Response. Sections 100.205(g) and (h) of the Fair Housing regulations implement Sections 804(f)(5)(B) and (C), and Section 804(f)(6)(b) of the Fair Housing Act. The language of 100.205(g) and (h) is taken directly from these statutory provisions. The Congress, not the Department, made the decision that determinations of compliance or noncompliance with the Act by a State or unit of general local government shall not be conclusive in enforcement proceedings. The Department, however, agrees with the position taken in the statute. The Department believes that it would be inappropriate to accord particular "weight" to determinations made by a wide variety of State and local government agencies involving a new civil rights law, without first having the benefit of some experience reviewing the accuracy of the determinations made by State and local authorities under the Fair Housing Act.
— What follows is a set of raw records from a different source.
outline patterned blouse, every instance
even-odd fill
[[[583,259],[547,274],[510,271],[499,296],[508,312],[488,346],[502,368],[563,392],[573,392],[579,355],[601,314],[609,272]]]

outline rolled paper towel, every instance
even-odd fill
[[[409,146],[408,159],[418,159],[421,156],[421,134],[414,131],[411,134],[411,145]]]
Comment. Two commenters stated that local building departments, especially those in smaller urban areas and in rural areas, do not have the manpower or expert knowledge to assure a proper determination of compliance, particularly in "close call" situations. The commenters recommended that liability for any infractions exclude local building departments unless the Department is willing to provide qualified personnel from its local field office to attend staff reviews of every building permit request.
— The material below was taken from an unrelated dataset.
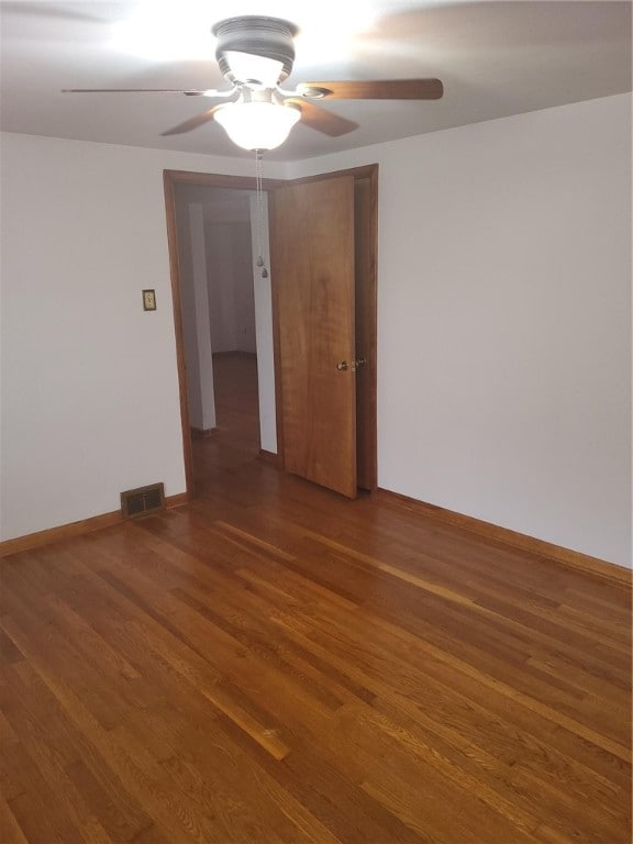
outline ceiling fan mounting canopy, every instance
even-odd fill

Response. The Department is reluctant to assume that State and local jurisdictions, by performing compliance reviews, will subject themselves to liability under the Fair Housing Act, particularly in light of section 804(f)(5)(C) of the Act, which encourages States and localities to make reviews for compliance with the statute; and the implicit recognition, under Section 804(f)(6)(B), that these reviews may not be correct.
Comment. With reference to a violation of the Act's requirements, several commenters questioned how violations of the Act would be determined, and what the penalty would be for a violation. The commenters asked whether a builder would be cited, and fined, for each violation per building, or for each violation per unit.
Response. If it is determined that a violation of the Act has occurred, a Federal District Court or an administrative law judge (ALJ) has the authority to award actual damages, including damages for humiliation and emotional distress; punitive damages (in court) or civil penalties (in ALJ proceedings); injunctive relief; attorneys fees (except to the United States); and any other equitable relief that may be considered appropriate. Whether a violation will be found for each violation per building, for each violation per unit, or on any other basis, is properly left to the courts and the ALJs.